The government is now urging the FHA and other government agencies to
prop up the mortgage market by issuing zero-down-payment loans and
other subsidies. The aim is not to help homeowners - indeed, they will
have to pay more if the housing market re-inflates. (Each new economic
crisis adds a few new words to the English language. This one is "reflate."
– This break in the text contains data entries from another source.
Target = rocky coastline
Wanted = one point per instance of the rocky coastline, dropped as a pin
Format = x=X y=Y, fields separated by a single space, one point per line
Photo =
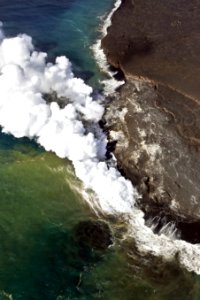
x=154 y=117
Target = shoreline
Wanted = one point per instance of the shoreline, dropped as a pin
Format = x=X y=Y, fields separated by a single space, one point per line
x=152 y=150
x=110 y=84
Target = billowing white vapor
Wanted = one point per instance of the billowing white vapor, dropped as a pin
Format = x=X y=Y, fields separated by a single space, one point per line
x=25 y=78
x=25 y=81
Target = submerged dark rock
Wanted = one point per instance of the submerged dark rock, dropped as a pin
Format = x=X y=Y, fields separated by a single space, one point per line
x=156 y=115
x=94 y=234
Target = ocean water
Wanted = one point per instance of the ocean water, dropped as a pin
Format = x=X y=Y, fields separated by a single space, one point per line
x=41 y=255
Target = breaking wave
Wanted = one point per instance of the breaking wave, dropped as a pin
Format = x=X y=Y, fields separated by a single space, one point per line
x=72 y=131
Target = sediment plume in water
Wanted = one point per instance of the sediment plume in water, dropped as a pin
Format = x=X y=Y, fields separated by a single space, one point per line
x=25 y=77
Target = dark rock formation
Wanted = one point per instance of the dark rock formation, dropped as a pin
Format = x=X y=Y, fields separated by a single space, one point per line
x=94 y=234
x=157 y=112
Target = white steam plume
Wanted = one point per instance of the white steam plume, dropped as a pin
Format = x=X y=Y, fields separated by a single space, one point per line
x=25 y=78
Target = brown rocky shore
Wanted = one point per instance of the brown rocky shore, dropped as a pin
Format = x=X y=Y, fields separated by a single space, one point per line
x=155 y=117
Others include NYU Prof. Roubini's "stagdeflation" for a
combination of debt deflation of incomes and price inflation for
commodities as the dollar sinks in response to the balance-of-payments
deficit resulting largely from the war in Iraq. But that is another
story. Today's story is all about how Congress is aiming to bail out
the banks that have bought or packaged these junk mortgages; and how
needless this bailout is, how much simpler and more fair simply to
write off the bad debts.
Conclusion
America's $13 trillion in domestic real estate debt is no more
payable than is the government's $3.5 billion dollar debt to foreign
central banks, or the public debt itself for that matter. Adam Smith
remarked over two centuries ago that no government ever had repaid its
debts. At that time the aristocracy - the heirs of the Viking warlords
who conquered Britain and other European countries and turned their
common lands into private property - held most of the land free and
clear. Today, real estate has been "democratized," but this
has been done on credit. Mortgages are the major debts of most
American families. In this role, real estate debt has become the basis
for the commercial banking system, and hence the basis for the
wealthiest 10 percent of the population who hold the bottom 90 percent
in debt. That is what Fannie Mae, Freddie Mac and "the market"
is all about.
Neither party in Congress supports a new bankruptcy bill. The
lobbying money simply isn't there. So the preferred alternative seems
to a new real estate bubble, which means more debt peonage for new
home buyers rather than housing falling back to more affordable
proportions.
Of course, there is another alternative (TIAA). It is to change the
tax system so as to collect rent as the basis for taxation, not for an
expansion of debt to the banks. Real estate could free labor and
industry from having to pay taxes. Instead, un-taxing property has
forced labor to bear the tax burden, and to pay an equivalent sum in
interest to the banks as well.
But that is a topic for a future article.